Potenziamento del Polo tecnologico conciario (Poteco) di Santa Croce sull'Arno, ma anche rilancio dell'area produttiva di Ospedaletto a Pisa, e una nuova iniziativa per l'economia circolare a Pontassieve: sono questi i progetti oggetto degli accordi approvati dalla Giunta regionale della Toscana, che impegnano complessivamente 3,425 milioni di euro di risorse del bilancio della Regione. «Ripartiamo dai territori e dal sostegno alle iniziative di innovazione che incrociano i sistemi produttivi, lo facciamo dal livello locale», ha commentato Leonardo Marras (nella foto), assessore regionale all'economia.

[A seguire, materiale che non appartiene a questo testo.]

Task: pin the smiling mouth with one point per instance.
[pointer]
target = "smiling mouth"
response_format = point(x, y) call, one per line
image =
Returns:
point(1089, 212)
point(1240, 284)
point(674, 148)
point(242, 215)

In tutti e quattro i casi, infatti, gli accordi saranno prevalentemente con i Comuni. E' il caso dell'accordo che interessa il polo tecnologico conciario di Santa Croce sull'Arno, che sarà potenziato nelle sue attività di ricerca, trasferimento tecnologico e formazione: si tratta dell'accordo che vede maggior impegno economico da parte della Regione, visto che parteciperà con 1,675 milioni di euro di risorse europee Por Fesr 2014-2020. L'accordo sarà firmato con il Consorzio composto dai Comuni di Santa Croce sull'Arno, San Miniato, Fucecchio, Castelfranco di Sotto, Santa Maria a Monte e Montopoli in Val d'Arno.

La Regione contribuirà poi con 900mila euro, per il biennio 2020-21, alla realizzazione di un immobile a Pontassieve (nell'area ex Centauro dellla zona industriale della Nave) destinato ad ospitare attività di ricerca e sviluppo e l'applicazione di fonti di energia rinnovabile e biocarburanti, attività svolte dal consorzio Re-Cord (Consorzio per la Ricerca e la Dimostrazione sulle Energie Rinnovabili) promosso dall'Università di Firenze insieme a soci pubblici e privati. L'immobile, progettato secondo criteri di ecosostenibilità ed efficienza energetica, ospiterà gli uffici, il laboratorio chimico-analitico e l'area sperimentale attrezzata per l'assemblaggio e l'esercizio degli impianti pilota.

«Siamo orgogliosi e soddisfatti per la realizzazione di questo progetto - commenta il sindaco di Pontassieve, Monica Marini - da subito sostenuto con convinzione da Regione Toscana e dall'assessore Marras, come testimonia l'ingente contributo della Regione, che siamo riusciti a costruire grazie alla collaborazione con l'Università di Firenze e il consorzio Re-Cord e con il sostegno anche della Fondazione Cr Firenze. Il nuovo centro di ricerca porterà a Pontassieve un centro d'eccellenza di livello internazionale, capace di attrarre risorse e competenze che, siamo certi, avranno una ricaduta positiva su tutto il nostro territorio e sul nostro tessuto produttivo. L'Amministrazione si è spesa molto per portare avanti questa operazione, che rappresenta un passo decisivo e fondamentale nello sviluppo, nel nome della ricerca e della sostenibilità, del nostro comune».

Altro accordo approvato dalla Regione è quello per il rilancio dell'area produttiva di Ospedaletto, con un contributo di 799.790 euro, l'80% delle spese ammissibili del progetto presentato dal Comune, suddivisi tra 2021 e 2022. Infine, l'amministrazione comunale di Poggibonsi ha presentato invece un progetto di promozione economica del territorio della Valdelsa, per consolidare produttività e competitività delle imprese e promuovere all'estero e internazionalizzare il sistema produttivo: un progetto da 60mila euro, a cui la Regione contribuirà con 50mila.